The Cupertino giant’s net profit for the quarter ended 30 June came in at US$8.8 billion (US$9.32 per diluted share), on revenue of US$35 billion. Both figures were up from a year ago, but were below analysts’ estimates of around US$37.2 billion and US$10.32 per share. Apple shares fell nearly 5 percent in afterhours trading.

Apple sold 26 million iPhones in the quarter, up from 20.3 million a year ago but down from 35.1 million the previous quarter. The iconic smartphone accounts for about half of the firm’s sales, generating US$16.2 billion in the quarter.

“Apple is in that rarest of all positions where the Street will punish them for anything less than an excess of success,” said John Jackson, an analyst at CCS Insight. “If there's a positive spin on the iPhone story, it is one of latent demand.”

Apple also sold 17 million iPads (an 84 percent unit increase year-on-year), 4 million Macs (up 2 percent) and 6.8 million iPods (down 10 percent).

“We’re thrilled with record sales of 17 million iPads in the June quarter,” said Tim Cook, Apple’s CEO. He also announced the launch of the new Mac operating system (Mountain Lion), available from today, and confirmed the launch of iOS6 in the Autumn. But he was tightlipped on the so-called ‘iPhone 5,’ tipped to launch in October.
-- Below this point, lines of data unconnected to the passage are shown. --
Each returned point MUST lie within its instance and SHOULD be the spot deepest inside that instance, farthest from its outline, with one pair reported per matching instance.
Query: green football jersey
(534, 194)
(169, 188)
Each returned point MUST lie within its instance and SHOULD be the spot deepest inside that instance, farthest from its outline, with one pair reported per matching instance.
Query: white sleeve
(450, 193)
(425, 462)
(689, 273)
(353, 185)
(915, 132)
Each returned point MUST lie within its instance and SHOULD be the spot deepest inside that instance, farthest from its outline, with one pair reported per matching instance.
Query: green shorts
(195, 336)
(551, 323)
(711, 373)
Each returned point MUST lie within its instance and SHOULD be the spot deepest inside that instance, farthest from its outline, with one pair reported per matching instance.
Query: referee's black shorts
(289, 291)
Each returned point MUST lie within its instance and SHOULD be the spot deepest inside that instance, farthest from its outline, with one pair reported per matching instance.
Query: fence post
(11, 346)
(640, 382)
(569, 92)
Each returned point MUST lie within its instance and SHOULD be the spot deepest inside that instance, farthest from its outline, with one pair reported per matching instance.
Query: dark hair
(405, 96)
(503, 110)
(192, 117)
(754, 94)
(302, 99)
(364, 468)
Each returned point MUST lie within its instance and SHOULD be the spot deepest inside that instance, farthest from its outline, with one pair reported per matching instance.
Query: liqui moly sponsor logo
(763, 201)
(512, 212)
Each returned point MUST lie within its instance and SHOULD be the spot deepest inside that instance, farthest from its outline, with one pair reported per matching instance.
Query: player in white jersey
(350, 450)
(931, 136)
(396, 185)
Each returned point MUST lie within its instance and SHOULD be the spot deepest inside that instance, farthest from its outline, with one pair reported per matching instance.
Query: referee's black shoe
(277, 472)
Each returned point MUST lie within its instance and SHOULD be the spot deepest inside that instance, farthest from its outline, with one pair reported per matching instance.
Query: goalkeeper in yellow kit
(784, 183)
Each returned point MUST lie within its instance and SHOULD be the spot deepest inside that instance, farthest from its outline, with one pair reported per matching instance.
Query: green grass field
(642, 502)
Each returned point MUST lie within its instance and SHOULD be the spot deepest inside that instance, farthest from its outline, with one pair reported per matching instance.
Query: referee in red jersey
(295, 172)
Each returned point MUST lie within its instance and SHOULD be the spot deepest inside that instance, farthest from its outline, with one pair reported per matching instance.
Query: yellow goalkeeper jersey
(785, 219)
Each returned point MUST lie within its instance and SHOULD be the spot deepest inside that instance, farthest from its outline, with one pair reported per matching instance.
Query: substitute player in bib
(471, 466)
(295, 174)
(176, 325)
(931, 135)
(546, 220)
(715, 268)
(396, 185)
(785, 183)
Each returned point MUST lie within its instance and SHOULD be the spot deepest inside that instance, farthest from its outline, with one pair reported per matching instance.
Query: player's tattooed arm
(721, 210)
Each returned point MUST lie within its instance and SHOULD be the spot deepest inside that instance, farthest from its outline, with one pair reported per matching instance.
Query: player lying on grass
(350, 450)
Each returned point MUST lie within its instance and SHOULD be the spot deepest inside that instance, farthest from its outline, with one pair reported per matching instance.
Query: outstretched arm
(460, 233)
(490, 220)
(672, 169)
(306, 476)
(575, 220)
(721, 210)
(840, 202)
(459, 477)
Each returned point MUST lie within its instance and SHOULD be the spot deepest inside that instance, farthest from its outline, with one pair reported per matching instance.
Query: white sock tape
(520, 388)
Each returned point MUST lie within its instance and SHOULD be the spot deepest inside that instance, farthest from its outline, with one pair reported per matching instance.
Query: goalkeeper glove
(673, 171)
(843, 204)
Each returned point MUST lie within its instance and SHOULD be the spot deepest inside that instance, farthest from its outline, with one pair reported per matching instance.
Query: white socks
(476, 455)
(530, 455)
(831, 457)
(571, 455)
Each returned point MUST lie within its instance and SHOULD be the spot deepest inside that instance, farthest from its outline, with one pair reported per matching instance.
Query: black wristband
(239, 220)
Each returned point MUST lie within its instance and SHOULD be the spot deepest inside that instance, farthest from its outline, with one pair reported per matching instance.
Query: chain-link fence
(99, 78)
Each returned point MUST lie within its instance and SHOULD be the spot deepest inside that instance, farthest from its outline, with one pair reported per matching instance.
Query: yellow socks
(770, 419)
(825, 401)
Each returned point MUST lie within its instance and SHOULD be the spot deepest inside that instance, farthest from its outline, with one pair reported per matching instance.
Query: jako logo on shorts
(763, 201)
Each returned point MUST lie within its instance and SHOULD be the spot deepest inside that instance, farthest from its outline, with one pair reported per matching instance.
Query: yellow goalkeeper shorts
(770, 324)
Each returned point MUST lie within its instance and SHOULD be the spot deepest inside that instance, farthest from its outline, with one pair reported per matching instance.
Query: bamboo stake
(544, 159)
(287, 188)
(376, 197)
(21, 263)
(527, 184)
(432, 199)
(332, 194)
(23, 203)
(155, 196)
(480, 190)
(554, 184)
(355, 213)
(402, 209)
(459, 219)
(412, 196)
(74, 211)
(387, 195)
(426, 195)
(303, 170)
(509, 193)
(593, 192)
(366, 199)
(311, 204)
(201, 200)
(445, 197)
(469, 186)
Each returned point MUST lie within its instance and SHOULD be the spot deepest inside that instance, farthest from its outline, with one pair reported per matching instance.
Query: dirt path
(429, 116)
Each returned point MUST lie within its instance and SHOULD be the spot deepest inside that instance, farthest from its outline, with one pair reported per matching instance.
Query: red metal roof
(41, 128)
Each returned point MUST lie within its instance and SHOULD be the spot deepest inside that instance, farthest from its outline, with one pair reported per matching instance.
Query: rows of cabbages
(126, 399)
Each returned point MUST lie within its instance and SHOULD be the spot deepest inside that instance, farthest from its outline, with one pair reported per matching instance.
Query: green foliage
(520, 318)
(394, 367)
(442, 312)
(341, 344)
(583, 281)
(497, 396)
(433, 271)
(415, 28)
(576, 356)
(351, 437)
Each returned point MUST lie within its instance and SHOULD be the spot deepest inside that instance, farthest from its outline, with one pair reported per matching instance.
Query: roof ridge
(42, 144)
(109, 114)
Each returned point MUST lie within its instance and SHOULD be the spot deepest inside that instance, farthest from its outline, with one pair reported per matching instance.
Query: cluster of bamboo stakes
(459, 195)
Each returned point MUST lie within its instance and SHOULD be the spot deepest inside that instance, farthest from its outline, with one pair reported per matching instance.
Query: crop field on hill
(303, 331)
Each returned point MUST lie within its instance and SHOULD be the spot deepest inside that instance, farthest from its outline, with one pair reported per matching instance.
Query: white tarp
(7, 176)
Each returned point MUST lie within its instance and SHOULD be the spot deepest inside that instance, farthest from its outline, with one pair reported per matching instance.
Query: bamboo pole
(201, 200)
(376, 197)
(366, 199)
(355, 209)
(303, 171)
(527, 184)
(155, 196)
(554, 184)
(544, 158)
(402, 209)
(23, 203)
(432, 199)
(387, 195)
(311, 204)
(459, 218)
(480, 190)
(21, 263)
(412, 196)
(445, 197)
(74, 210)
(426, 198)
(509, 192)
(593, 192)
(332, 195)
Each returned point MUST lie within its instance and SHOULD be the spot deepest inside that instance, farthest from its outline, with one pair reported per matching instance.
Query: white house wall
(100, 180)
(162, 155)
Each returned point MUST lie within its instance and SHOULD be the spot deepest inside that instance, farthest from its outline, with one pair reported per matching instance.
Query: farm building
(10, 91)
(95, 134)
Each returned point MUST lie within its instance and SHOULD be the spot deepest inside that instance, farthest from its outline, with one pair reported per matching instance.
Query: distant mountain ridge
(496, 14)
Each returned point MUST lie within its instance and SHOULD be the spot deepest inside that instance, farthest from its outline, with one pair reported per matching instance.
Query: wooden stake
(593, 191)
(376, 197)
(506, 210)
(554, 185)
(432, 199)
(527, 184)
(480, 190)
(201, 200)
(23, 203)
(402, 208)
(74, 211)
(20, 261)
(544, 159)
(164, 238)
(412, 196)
On an earnings call, Apple’s CFO Peter Oppenheimer noted that “iPhone sales continue to be impacted by rumour and speculation around new products.”

Oppenheimer said that Apple is forecasting revenue of about US$34 billion and diluted earnings per share of about US$7.65 for its current quarter. He also confirmed the firm would pay a rare dividend to shareholders of US$2.65 per share on 16 August.